Good_Will_Harding wrote: ↑December 10th, 2022, 1:51 am
White Noise ('22 - Baumbach)
The latest from Noah Baumbach, which I wasn't exactly chomping at the bit to see, but I was always going to check it out anyway, since I typically like his works and in particular really liked his most recent effort,
Marriage Story. Plus, I'll always take the chance to see a Netflix original production on the big screen, so long as they still offer them that way. And I was actually quite pleasantly surprised by how much I enjoyed this. It's certainly this director's most ambitious film to date on just about every front - visually, in terms of the scope and scale of the production, and regarding the many genres this tries to splice into a single story (dark comedy, apocalyptic thriller, domestic drama, etc) - to the point that even if I didn't know beforehand that this was adapted from a novel (Don DeLillo's cult classic of the same name), I would've suspected it after a certain point. However, there's still plenty of Baumbach's familiar deadpan humor and familial dysfunction baked into the proceedings as well, which is what I suspect drew him to this project the most. This has a pretty strong first two thirds, but does somewhat lose its way in the final act, by making a hard pivot that I'm sure worked better on the page. However, on the whole I still thoroughly enjoyed this, and it really stands out as a very unique entry into Baumbach's filmography.
I saw this myself yesterday. Kind of amazed that it showed up here (well, here being an hour away). Happy to see a few other people at the screening - and there were very few cars in the parking lot for the 15-screen multiplex in general. There IS an audience for stuff other than superheroes, Hollywood. Really, there is. But I guess us middle-aged people aren't as easy to figure out, and we don't go buy White Noise action figures or video games.
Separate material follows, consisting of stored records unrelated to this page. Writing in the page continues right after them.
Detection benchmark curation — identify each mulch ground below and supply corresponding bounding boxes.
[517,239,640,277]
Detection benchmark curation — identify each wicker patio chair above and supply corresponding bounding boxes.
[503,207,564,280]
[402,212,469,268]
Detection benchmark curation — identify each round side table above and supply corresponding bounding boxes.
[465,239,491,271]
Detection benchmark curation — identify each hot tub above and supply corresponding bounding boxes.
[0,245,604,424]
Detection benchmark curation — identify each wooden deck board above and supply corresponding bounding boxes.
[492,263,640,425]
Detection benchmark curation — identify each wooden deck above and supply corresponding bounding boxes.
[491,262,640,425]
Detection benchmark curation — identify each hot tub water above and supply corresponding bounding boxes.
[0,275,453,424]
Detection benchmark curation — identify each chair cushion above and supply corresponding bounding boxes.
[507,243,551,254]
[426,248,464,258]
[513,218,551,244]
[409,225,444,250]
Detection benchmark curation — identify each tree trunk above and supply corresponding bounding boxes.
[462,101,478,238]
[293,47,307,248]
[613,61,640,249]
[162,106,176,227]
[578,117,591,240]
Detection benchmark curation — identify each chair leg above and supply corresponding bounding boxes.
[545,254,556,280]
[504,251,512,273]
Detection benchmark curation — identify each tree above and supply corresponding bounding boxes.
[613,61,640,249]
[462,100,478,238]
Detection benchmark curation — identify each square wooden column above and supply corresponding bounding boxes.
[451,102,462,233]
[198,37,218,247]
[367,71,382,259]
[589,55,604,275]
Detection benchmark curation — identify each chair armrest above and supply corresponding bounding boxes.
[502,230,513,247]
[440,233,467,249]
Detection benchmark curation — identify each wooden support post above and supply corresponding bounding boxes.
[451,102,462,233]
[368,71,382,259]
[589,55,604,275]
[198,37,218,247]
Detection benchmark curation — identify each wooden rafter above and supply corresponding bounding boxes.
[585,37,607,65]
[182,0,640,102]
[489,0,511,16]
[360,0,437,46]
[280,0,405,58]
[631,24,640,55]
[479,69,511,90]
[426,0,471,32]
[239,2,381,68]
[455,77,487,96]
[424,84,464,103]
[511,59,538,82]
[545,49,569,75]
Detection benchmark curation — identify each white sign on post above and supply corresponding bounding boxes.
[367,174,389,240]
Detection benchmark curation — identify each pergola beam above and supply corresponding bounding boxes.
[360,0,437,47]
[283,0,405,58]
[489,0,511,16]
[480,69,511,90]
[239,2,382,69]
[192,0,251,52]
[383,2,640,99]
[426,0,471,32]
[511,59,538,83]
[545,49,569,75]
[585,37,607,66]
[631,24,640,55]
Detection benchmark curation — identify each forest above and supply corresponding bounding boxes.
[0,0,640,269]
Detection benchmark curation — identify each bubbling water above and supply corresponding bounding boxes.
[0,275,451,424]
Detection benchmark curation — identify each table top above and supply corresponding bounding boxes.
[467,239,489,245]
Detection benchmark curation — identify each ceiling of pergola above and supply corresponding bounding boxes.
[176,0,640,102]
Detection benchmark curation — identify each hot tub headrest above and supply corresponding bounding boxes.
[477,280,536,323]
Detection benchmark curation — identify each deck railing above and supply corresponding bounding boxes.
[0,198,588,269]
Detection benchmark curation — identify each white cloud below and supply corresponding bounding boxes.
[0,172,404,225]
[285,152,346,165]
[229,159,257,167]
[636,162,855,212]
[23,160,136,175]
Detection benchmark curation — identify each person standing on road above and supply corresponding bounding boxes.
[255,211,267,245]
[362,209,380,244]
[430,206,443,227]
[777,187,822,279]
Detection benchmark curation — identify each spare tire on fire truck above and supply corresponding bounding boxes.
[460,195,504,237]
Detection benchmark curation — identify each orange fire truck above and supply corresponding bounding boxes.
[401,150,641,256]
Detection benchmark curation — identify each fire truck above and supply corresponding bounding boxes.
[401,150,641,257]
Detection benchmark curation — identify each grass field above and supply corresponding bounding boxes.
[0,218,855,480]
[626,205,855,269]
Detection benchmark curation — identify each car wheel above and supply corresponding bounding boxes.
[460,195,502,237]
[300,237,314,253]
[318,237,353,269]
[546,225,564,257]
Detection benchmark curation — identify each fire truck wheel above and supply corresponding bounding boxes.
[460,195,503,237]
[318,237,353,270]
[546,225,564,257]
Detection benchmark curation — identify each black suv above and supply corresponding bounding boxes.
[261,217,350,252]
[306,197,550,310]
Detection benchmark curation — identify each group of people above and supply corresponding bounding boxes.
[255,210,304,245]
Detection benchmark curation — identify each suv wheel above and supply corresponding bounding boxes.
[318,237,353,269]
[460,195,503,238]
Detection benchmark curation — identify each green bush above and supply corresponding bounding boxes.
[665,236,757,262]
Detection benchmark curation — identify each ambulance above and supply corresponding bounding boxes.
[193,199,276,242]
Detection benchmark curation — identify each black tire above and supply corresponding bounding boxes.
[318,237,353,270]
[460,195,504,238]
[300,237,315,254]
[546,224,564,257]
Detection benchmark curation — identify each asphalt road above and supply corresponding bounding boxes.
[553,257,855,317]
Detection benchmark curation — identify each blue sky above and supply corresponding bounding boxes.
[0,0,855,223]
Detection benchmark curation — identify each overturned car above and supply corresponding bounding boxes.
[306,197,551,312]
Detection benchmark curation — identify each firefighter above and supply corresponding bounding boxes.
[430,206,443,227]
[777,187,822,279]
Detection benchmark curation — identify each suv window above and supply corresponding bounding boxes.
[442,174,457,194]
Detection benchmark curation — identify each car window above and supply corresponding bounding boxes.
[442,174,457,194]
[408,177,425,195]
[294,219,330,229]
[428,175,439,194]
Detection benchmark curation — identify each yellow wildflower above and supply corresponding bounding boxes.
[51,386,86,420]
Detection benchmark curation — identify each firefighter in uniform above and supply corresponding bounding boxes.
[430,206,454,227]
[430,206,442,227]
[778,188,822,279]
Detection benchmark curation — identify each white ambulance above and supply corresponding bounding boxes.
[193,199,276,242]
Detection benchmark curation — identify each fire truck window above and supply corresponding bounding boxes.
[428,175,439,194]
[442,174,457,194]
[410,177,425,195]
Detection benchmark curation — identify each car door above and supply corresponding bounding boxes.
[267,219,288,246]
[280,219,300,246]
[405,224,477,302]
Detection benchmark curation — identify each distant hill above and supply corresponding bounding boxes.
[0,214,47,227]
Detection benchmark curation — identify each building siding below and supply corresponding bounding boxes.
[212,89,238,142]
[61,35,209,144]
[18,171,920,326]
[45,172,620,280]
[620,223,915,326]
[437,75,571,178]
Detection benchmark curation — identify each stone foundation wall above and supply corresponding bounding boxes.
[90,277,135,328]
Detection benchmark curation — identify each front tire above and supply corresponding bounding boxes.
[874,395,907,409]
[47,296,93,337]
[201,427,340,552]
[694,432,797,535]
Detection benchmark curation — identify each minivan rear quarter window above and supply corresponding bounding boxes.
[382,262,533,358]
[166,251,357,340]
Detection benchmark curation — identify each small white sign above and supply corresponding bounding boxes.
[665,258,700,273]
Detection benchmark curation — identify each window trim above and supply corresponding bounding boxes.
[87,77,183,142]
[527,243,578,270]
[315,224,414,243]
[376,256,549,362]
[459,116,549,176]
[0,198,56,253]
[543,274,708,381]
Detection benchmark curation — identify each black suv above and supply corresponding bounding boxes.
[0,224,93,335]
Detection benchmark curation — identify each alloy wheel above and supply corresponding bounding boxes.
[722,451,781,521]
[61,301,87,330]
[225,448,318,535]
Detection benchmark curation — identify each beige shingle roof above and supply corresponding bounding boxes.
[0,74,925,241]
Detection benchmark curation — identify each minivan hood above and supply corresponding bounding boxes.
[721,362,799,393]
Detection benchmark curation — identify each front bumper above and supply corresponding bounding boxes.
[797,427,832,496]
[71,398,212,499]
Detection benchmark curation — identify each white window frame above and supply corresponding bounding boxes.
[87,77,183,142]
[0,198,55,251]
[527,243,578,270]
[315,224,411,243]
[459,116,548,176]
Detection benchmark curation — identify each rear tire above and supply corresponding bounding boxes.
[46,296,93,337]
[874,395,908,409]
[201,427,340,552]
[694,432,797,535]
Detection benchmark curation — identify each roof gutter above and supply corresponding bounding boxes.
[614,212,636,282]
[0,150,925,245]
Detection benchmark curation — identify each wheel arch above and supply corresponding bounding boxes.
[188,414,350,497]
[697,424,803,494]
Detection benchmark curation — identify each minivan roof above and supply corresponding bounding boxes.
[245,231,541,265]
Fuck.
Anyway, yeah, there's an audience, but I don't think even in the best of times it would be huge for this film, which on one viewing strikes me as sort of a melange of 4 parts 70s conspiracy thriller, 2 parts David Lynch (mostly in the last act), and 1 part Steven Spielberg (mostly in the family dynamics and dialogue). Given it's 80s provenance - the novel was published then and the film is set in 1984 - this isn't all that surprising I suppose. But it does make for an odd experience overall, starting with the highly artificial and often stilted-seeming dialogue/acting. Maybe that's more typical of Baumbach's films than I'm remembering? In any case it was kind of offputting for much of the film - Adam Driver in particular just doesn't feel like a real person to me at all here, I always feel like I'm just watching him acting. Greta Gerwig comes off a little better, I think the particular kind of self-consciousness on display plays more to her strengths. But I got more used to the fakery as the film went on, and, not knowing the source or having read anything about it, I found the particular twists and moves in the story fairly entertaining. I suppose if one had to cast it as a single genre "black comedy" might be the best fit, though it wasn't "funny" really - slightly amusing at times, but more amusing to think about afterwards. I liked the look of the picture a lot though, again, it took some getting used to, and I think the artificiality in that area (lots of primary colors, very much an 80s gloss to everything though not as neon-heavy as a genre film from that time would have been) helped win me over to the fakery of the acting and situations eventually. I particularly love the dining scene just before the Toxic Event, where all of the veggies are an extremely precise and uniform color - orange carrots, deep green beans, bright yellow corn - that probably corresponds exactly to the colors on the cans they (presumably) came out of.
There is of course a lot here, content-wise - the alignment of Hitler, Elvis, car crashes in our cultural history, the notions of fakeness that keep coming up (Driver's character is a Hitler-studies prof who doesn't speak German; his family with Gerwig has a fake quality to it, and of course the supermarket, the canned goods, the processed everything, the notion that we're getting further away from what was once reality all the time - Ronald Reagan, that era's Trump). But I think even those who don't want to dive too much into what it all means may find it enjoyable enough just for it's ambition at trying to deal with all this detritus of 20th-century consumerist-authoritarian history. Or maybe not. In any case I was just pleased to see something that had the audacity to assume the audience weren't all total idiots, and might want to use their brains to do some of the work themselves. That's harder and harder to find at the multiplex these days here in cheeseland.
Anyway I'm glad I made the effort to go see it - even though the audience wasn't that expressive, this still felt like a film where seeing it in a cinema had a particular effect on me that wouldn't be duplicated at home alone. And now I want to read the book (which I own, along with several others from the author, all sitting, gathering dust, for 25+ years, sigh).